What particular sources proved the most useful in your work, and did you encounter any difficulties researching your topic? 

I was able to locate a number of people who worked at the free clinics back in the 1960s and 1970s, and their interviews proved vital in establishing the narrative framework for my dissertation. It helped to personalize the story of the free clinics and gave me information that was often not found anywhere else. I found that my personal history as a volunteer and daughter of a clinic founder opened doors for me, too, especially in my interviews.

One of the greatest limitations I faced was locating women who worked in the clinics at their beginnings, as many women had married, moved, and changed their names. Most proved impossible to locate, and many available interviewees had moved, which meant organizing research trips to meet with them. I traveled throughout Los Angeles, as well as to San Francisco, New York, and Las Vegas.

One major drawback in researching such a localized grassroots organization is a lack of written and archived sources relating to them. Most of the clinic documents remained at the clinics and were often either lost or thrown out over the past fifty years. Access to documents such as board meeting minutes or clinic-specific ephemera is thus especially scarce. Since many of the clinics failed early on, or changed locations, their older records have disappeared completely. The generally tenuous existence of the early clinics thus meant a dearth of written source material. I was lucky enough to find records that some individuals held on to throughout the years, often in boxes in their attics! Most of my interviewees were happy to share these documents with me, which has been a tremendous asset in fleshing out my dissertation. Because of a lack of source material, I also expanded my research, looking at archive collections that were tangentially related to the clinics. There I found scattered documents and ephemera, most related to the Free Clinic Movement more broadly.

What future directions do you see for this work? What other questions need to be asked about this topic?

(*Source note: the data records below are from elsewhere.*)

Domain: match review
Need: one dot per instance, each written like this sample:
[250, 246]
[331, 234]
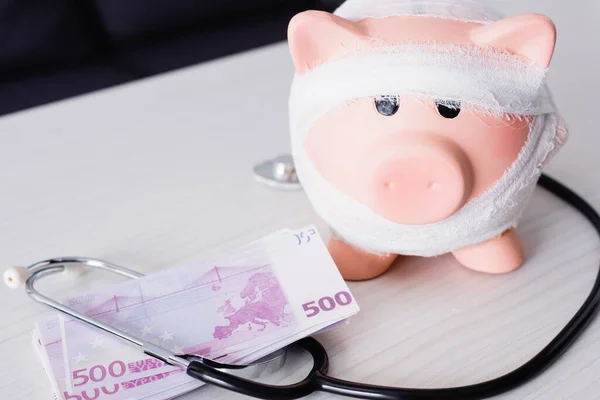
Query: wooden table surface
[157, 171]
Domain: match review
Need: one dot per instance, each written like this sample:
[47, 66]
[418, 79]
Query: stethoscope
[222, 375]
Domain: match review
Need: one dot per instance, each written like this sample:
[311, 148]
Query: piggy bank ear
[530, 35]
[316, 36]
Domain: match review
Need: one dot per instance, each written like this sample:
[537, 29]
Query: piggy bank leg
[357, 265]
[496, 256]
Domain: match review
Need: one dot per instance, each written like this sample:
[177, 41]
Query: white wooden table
[157, 171]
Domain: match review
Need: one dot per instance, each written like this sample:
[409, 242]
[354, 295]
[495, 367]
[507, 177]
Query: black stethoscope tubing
[317, 380]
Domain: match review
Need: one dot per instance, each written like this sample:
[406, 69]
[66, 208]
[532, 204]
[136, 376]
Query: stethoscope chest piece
[279, 173]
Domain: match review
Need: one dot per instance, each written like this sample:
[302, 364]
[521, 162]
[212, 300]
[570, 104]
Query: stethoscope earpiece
[15, 277]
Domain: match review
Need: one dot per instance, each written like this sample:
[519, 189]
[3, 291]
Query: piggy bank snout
[421, 182]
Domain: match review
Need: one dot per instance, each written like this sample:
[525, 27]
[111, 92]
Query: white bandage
[486, 80]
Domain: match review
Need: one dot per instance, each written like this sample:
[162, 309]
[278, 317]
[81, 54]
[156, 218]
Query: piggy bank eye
[448, 109]
[387, 105]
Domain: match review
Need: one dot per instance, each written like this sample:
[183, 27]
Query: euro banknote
[233, 307]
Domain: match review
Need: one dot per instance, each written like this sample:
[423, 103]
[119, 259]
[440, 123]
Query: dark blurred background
[55, 49]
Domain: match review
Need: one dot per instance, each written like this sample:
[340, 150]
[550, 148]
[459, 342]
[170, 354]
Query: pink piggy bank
[420, 128]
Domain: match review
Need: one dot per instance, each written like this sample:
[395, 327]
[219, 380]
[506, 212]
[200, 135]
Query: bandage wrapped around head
[485, 79]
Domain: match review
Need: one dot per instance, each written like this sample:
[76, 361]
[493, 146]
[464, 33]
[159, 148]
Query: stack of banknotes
[234, 308]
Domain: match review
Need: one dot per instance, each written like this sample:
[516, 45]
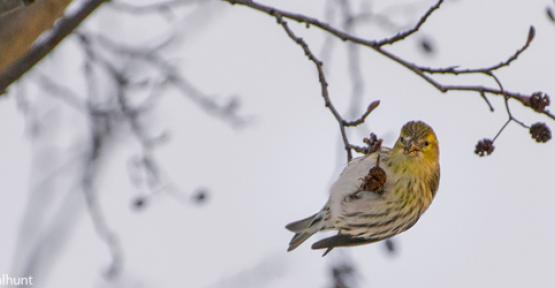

I would love to expand my research beyond 1975 and cover the health issues Los Angeles faced in the 1980s and 1990s, especially during the economic downturns and in relation to the Clinton health care reforms. I think questions need to be asked about the way grassroots social services responded to the Reagan social welfare cuts, including mental health, along with their reactions to the AIDS crisis.

What would someone outside of your field take from your dissertation?

Someone reading my dissertation would take away the knowledge that the counterculture was very active in Los Angeles, and that this activity created long-lasting social welfare organizations. The ideas associated with the counterculture movement of the 1960s did not die at the end of the decade, but rather carried through to the present day in a variety of forms, including free clinics. The focus of the clinics in 1967 are just as relevant today, particularly equal access to health care and non-judgment of patient lifestyles.

One unique feature of the clinics I study is the way they created a space for dialogue between counterculture and mainstream, Establishment and anti-Establishment. They drew volunteers from all walks of life, all socio-economic backgrounds, and all political backgrounds, and the clinics often became a place where people interacted and worked together despite their differences. The clinics worked with mainstream health care while still remaining outside the mainstream.

My dissertation helps create connections between the problems associated with health care in America in the 1960s and today, and shows how these issues have continued to grow and evolve. This includes access to health care for minors without parental consent, birth control and reproductive health rights, and the development of holistic health care. Since the 1960s, equitable access to health care in America has remained an ongoing problem despite several attempts to rectify the system. The free clinics offered an alternative to mainstream medicine, to insurance companies, to HMOs, and to the paperwork bureaucracy often associated with the health care system, and the free clinics remain a viable and important system today.